In January, the current account balance in Turkey ran the biggest deficit since 2017 as high energy prices increased imports. The current account deficit, which was announced as $7.11 billion on a monthly basis, was close to the market expectation of $7.3 billion. In the monthly period, the current account deficit increased compared to the 1.78 billion USD deficit in January last year. On a 12-month basis, the current account deficit amounted to 20.2 billion dollars.
When we look at the most determining factors in the current account; The deficit in goods trade increased from $1.91 billion last year to $8.33 billion. Services posted a surplus of $1.63 billion, driven by the $1.5 billion increase in tourism revenue. While there is a more positive foreign trade deficit image due to the increase in the export contribution after the effects of the epidemic subsided and the negative effects of gold imports diminished, it is seen that the energy import image of January and February spoils the picture here.

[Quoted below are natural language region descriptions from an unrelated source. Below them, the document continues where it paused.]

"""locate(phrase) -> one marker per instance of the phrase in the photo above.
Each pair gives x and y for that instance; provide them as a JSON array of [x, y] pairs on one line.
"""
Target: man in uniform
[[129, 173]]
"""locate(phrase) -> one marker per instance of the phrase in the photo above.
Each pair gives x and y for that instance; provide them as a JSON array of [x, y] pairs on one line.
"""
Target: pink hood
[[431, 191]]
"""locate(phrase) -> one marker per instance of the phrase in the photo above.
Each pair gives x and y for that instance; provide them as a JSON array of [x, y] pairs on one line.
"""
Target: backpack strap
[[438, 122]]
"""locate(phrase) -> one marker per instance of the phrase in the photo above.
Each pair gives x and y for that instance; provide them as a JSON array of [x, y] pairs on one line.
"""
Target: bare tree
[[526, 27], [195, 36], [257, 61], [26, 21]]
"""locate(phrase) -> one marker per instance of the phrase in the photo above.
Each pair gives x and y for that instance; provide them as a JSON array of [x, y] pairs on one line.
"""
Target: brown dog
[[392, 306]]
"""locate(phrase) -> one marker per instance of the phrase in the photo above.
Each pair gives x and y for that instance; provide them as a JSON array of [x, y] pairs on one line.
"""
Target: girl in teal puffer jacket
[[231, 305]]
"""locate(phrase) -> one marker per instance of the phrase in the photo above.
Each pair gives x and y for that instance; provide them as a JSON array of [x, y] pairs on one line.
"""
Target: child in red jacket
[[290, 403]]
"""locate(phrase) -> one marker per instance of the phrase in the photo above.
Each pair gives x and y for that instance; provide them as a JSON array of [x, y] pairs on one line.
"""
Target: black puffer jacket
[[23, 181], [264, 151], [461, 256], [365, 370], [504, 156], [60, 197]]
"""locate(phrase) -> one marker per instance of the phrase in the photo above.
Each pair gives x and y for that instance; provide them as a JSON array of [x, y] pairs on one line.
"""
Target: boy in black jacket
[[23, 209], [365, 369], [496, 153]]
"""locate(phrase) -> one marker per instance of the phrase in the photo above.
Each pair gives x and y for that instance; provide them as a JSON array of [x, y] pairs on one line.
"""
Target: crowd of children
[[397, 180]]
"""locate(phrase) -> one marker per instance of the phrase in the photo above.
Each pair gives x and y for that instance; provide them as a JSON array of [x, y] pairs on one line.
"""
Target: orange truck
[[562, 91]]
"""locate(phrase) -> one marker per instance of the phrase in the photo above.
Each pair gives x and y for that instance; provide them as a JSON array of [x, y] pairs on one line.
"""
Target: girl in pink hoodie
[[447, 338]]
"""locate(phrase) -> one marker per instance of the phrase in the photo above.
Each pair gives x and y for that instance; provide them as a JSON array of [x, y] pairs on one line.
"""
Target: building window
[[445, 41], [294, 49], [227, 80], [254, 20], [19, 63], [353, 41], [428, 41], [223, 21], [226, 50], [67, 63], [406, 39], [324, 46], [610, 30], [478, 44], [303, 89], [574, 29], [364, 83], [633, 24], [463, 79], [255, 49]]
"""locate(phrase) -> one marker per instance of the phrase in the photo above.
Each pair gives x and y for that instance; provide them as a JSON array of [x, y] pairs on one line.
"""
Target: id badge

The effects of the harsh effects of geopolitical risks on the energy bill are reflected at the point of increasing the current account deficit, and these effects can be expected to be valid in the future depending on the course of oil prices. In the current account balance, we think that the negative energy-related picture in January will continue, as revealed by the leading foreign trade data of February, and will continue as of March due to the Russian crisis.
While net inflows originating from direct investments on the financing side were 516 million dollars in January, there was a net outflow of 766 million dollars on the portfolio side due to the deterioration in risk appetite. While net sales of stocks were 352 million dollars, net sales of debt instruments were 98 million dollars. Official reserves decreased by 942 million dollars due to the decrease in the ability to cover the high current account deficit with quality financing. Net errors and omissions or capital movements of unknown origin showed a monthly inflow of $245 million.
We think that the contribution of export and tourism revenues, which constitute the main lines of the recovery in the post-pandemic period and the improvement in the current account balance profile, will deteriorate in the coming months due to the current conditions. Although the depreciation in TRY has a decreasing effect on the consumption-based import volume and gold imports have decreased to below average levels after 2021, the rapid increase in oil prices due to the war situation will increase the energy bill, and we will observe the weighted effect of this in the period after March. When we examine together the final data of Turkstat and the leading data of the Ministry of Commerce for the months of January and February, it is seen that the foreign trade deficit was realized as 18.4 billion dollars in the 2-month period and the energy deficit was 15.2 billion dollars in the 2-month period. The high level of energy costs may require a serious revision in current account balance expectations solely due to this item. If the crisis is not resolved towards the summer months, the effect of decreasing incomes from tourism will also reduce the contribution to the services balance and will not help the current account balance to improve. In exports, foreign demand may be adversely affected not only by the effects of Russia, but also by European economies with a high potential to be affected by the crisis and the global slowdown, and the contribution from this may decrease significantly, especially in the post-2Q22 period.
In the perspective of monetary policy, the Central Bank determines a strategy to increase exports, increase the current account balance surplus and support growth. Therefore, while adopting the strategy of keeping interest rates low, the economy management follows a loose fiscal policy basis to support credit channels and increase the growth momentum. We do not expect any change in the interest rate meeting to be held on March 17. We think that this implemented policy should be subject to a serious evaluation process. Because we estimate that the 2022 current account surplus target, which the Central Bank relies on for price stability, will not be achieved in terms of the balances. When we look at it on an annual basis, the current account deficit/GDP ratio will most likely tend towards 2020 levels.